I took advantage of the wonderful spring weather this past weekend to get my yard and garden back in shape for a new growing season. I cleared out the fall and winter accumulation of fallen leaves and other detritus and gave my lawn its first mowing of the year. As I got the garden ready for another planting season, I was thrilled to see that there were already good clumps of parsley and chives already breaking ground, while the horseradish was sprouting a healthy crown of leaves.
Sadly, I also succumbed to the necessity of cutting down an adolescent apple tree that was was badly situated and caused a good chunk of my garden to be in the shadows during the summer growing season. That done, I started to lay out in my head where I would be planting my modest urban garden. I needed to shake things up a little, since last year, my garden yielded disappointing results, due largely I think to the aforementioned shade-causing apple tree, as well as less than adequate crop rotation practices. It may seem odd to be talking about crop rotation when my vegetable garden is only some two metres by eight metres in size, but Mother Nature makes no such distinctions.
I also cleaned out the flower garden in the front yard where a few tulips were already in bloom, and where I was pleased to see clusters of tiny purple flowers of the periwinkle (barvinok) I had transplanted last year from my mother-in-law’s garden to my own. There was no shortage of growth of various kinds sprouting from the newly warmed up soil, and I was faced with the difficult challenge of differentiating between desirable vegetation and predatory weeds. Regrettably, I am not an experienced or knowledgeable gardener, but I make up in enthusiasm what I lack in horticultural expertise.
Having been raised on a farm, I am more familiar than most of my urban peers with the transience of life in the natural world, and the annual cycle of renewal that each spring brings. As the earth brings forth new life, I am reinvigorated with new hope and optimism after a winter devoted essentially to survival of the cold and the darkness. Unquestionably, the changing of the seasons has a profound effect on us psychologically and emotionally.
This encouraging bursting out of new life is in sharp contrast to the fact that in the short space of just this past week, I experienced the passing of no fewer than four friends and acquaintances that I had known for many decades.

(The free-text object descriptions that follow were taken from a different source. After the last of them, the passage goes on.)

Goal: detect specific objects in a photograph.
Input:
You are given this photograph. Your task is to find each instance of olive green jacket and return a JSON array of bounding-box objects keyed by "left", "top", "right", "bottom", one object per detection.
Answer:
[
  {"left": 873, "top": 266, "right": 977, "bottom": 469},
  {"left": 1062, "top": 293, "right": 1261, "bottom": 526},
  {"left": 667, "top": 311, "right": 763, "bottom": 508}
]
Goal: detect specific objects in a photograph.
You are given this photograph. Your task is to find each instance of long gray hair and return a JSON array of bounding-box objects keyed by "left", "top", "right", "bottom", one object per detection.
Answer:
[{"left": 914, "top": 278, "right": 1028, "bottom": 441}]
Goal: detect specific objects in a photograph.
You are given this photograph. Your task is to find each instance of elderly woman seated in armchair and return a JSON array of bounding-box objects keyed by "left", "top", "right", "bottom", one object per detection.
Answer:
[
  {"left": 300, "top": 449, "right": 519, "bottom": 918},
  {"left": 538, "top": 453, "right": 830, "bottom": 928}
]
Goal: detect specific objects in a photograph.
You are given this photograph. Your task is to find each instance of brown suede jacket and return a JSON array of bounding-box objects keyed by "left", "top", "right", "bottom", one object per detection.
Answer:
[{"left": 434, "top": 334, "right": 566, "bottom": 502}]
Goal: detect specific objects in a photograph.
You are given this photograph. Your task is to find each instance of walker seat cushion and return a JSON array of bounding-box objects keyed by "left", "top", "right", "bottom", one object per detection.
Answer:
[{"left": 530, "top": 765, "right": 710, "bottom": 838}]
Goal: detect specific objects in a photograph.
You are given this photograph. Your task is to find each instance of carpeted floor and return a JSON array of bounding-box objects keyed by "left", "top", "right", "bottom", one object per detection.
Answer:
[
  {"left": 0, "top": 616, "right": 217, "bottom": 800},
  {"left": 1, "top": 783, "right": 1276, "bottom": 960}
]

Most of their deaths were sudden and unexpected, testifying to the reality that our time on this earth is as unpredictable as it is precious.
It brought home to me in a very direct way that I have now reached that stage in life where actuarial statistics are no longer an abstract notion, but that my days are now numbered. I am fortunate that my health and physical state are still surprisingly good. Nonetheless, I have also noticed that too much of the conversations I have with my peers these days seem to centre on their upcoming operations, physical ailments, chronic health problems, the efficacy of various prescription drugs, and the difficulty in staying healthy and in shape.
For much of our lives, we tend to be oblivious to the fact that both our lifespan and our physical health have their limitations. In our youth and early adulthood, we erroneously tend to believe we are invulnerable and tend to take our health for granted. It is only when we reach pension age and start noticing that our peers are dying around us, that we start to take our mortality seriously.
I have reached the ripe age of seventy-two, and it is only in the last few years that I have really come to understand that I need to look at the small amount of future I still have left from a different perspective and with a different set of priorities. My aims and ambitions at this age are no longer those I had when I was just setting out in life or even those I had in the prime of my life. Money, power, recognition, status and material acquisitions no longer have the attraction they once did. Increasingly, I am coming to appreciate the importance of friendship, family, enlightenment, creative fulfilment and contributing towards civilizational progress, as being the key determinants in having a happy and fulfilling life.
Life and death are concepts that we tend to avoid until reality dictates that we can no longer do so. It behooves us to be more proactive in dealing with this inevitable issue while we still have the time and ability to do so.